La Corte Interamericana está compuesta por siete jueces, nacionales de los Estados miembros de la OEA, elegidos a título personal entre juristas de la más alta autoridad moral, de reconocida competencia en materia de derechos humanos, que reúnan las condiciones requeridas para el ejercicio de las más elevadas funciones judiciales.>[4]

Funciones

De la CADH se desprenden distintas funciones a cargo de la Corte Interamericana. La principal es la relativa al examen de casos y emisión de sentencias en las que se declara la responsabilidad internacional de los Estados parte que hayan ratificado la competencia contenciosa de la Corte. Bajo dicha función se generan los criterios y estándares que dotan de contenido los derechos contenidos en la CADH y los diversos instrumentos que forman parte del Sistema Interamericano.

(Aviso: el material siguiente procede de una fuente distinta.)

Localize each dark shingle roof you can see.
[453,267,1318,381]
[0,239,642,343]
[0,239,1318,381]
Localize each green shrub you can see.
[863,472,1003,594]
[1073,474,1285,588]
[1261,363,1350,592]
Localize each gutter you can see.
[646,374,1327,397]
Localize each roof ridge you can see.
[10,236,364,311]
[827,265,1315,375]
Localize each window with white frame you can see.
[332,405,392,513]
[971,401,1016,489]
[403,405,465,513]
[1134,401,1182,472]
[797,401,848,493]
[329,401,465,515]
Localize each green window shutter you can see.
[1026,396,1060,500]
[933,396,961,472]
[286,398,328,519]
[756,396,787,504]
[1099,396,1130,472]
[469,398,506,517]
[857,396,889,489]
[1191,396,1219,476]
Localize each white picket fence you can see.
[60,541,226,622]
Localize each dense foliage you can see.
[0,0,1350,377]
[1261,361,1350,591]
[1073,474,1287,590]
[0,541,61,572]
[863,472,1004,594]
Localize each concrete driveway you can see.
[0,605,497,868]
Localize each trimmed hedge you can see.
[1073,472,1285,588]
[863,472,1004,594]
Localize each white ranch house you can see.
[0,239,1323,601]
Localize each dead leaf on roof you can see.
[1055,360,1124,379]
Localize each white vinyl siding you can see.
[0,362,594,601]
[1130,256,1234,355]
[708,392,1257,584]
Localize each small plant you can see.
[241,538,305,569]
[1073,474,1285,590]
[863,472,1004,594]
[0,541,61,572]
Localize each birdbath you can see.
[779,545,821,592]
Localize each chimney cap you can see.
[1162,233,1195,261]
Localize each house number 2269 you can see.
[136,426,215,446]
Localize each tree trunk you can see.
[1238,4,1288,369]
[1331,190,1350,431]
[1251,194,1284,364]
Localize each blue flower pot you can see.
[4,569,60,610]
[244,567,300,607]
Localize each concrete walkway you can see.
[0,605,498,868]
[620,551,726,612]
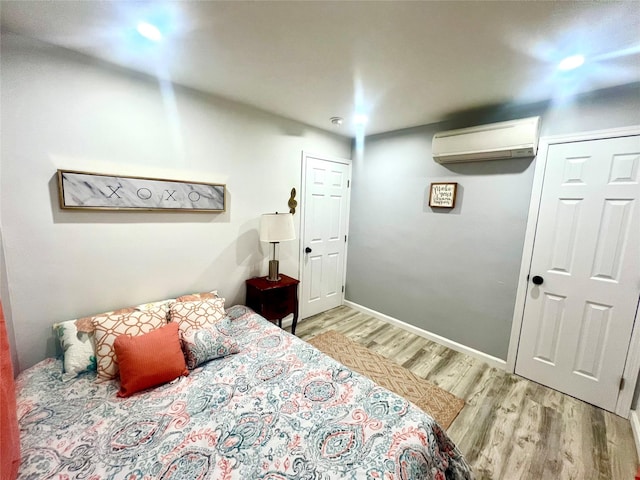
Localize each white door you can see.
[300,154,351,318]
[516,135,640,411]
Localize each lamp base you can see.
[267,260,281,282]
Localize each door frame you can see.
[298,150,353,320]
[505,125,640,418]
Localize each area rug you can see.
[308,330,464,429]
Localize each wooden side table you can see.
[245,274,300,335]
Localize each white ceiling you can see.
[0,0,640,136]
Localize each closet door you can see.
[516,135,640,411]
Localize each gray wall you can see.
[346,84,640,360]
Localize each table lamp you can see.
[260,212,296,282]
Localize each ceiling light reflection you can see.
[558,55,584,72]
[136,22,162,42]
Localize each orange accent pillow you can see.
[113,323,189,397]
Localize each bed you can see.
[16,306,472,480]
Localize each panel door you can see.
[516,135,640,411]
[300,156,351,318]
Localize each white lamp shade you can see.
[260,213,296,242]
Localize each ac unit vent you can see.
[432,117,540,163]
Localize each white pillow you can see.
[53,320,97,380]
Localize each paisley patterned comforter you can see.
[17,306,472,480]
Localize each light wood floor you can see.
[296,306,638,480]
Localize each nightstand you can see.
[245,274,300,335]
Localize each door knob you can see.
[531,275,544,285]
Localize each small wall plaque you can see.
[429,182,458,208]
[58,170,226,212]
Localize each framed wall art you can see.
[58,170,226,212]
[429,182,458,208]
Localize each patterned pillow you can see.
[176,290,218,302]
[135,298,176,320]
[170,297,227,338]
[53,320,96,380]
[182,317,240,369]
[93,307,167,382]
[75,307,135,333]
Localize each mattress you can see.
[16,306,472,480]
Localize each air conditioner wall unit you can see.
[432,117,540,163]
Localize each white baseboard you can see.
[344,300,507,370]
[629,410,640,460]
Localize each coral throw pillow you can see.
[170,297,227,338]
[93,308,167,382]
[114,323,189,397]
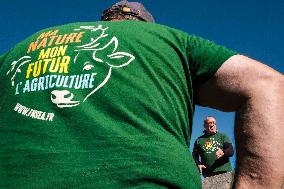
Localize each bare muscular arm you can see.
[197,55,284,189]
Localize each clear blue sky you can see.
[0,0,284,168]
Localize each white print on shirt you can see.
[14,103,54,121]
[7,25,135,108]
[202,138,221,154]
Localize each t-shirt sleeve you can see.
[188,35,237,90]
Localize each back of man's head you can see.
[101,0,155,22]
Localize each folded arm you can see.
[196,55,284,189]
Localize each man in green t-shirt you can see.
[0,1,284,189]
[192,116,234,177]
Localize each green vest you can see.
[193,132,232,173]
[0,21,235,189]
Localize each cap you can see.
[101,0,155,22]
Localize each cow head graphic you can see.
[51,25,135,108]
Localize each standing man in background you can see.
[192,116,234,177]
[0,1,284,189]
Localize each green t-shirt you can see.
[0,21,235,189]
[193,132,232,173]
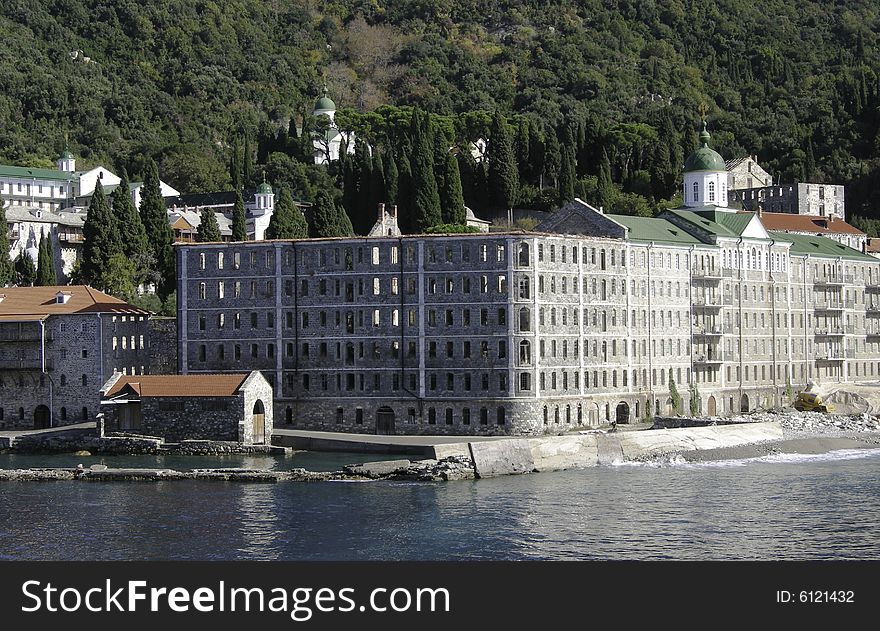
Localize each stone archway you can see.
[253,399,266,445]
[376,406,394,434]
[706,396,718,416]
[614,401,629,425]
[34,405,52,429]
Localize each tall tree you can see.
[266,186,309,239]
[487,110,519,208]
[312,190,341,237]
[196,206,223,243]
[232,191,247,241]
[140,159,177,299]
[110,168,150,258]
[0,197,14,287]
[80,181,122,291]
[34,230,58,287]
[440,152,467,225]
[410,108,443,232]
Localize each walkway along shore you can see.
[0,422,796,483]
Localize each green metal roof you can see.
[769,232,880,263]
[684,121,727,173]
[607,215,702,245]
[0,164,74,182]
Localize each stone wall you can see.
[149,317,177,375]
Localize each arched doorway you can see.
[254,399,266,445]
[376,406,394,434]
[614,401,629,425]
[34,405,52,429]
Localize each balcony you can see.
[0,359,52,372]
[692,267,720,282]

En 25 años de función contenciosa (1987-2012) la Corte ha dictado 259 sentencias relacionadas con 161 casos ocurridos en 22 Estados del continente americano.[5] De dicha función contenciosa deriva la función de dar seguimiento al cumplimiento de los Estados de los puntos resolutivos de la sentencias.

Dentro de las funciones de la CorteIDH, también se encuentra la posibilidad de ordenar medidas provisionales en casos de extrema gravedad y urgencia, y cuando se haga necesario evitar daños irreparables a las personas en los asuntos que este conociendo o de asuntos que aún no estén sometidos a su conocimiento a solicitud de la Comisión Interamericana de Derechos Humanos.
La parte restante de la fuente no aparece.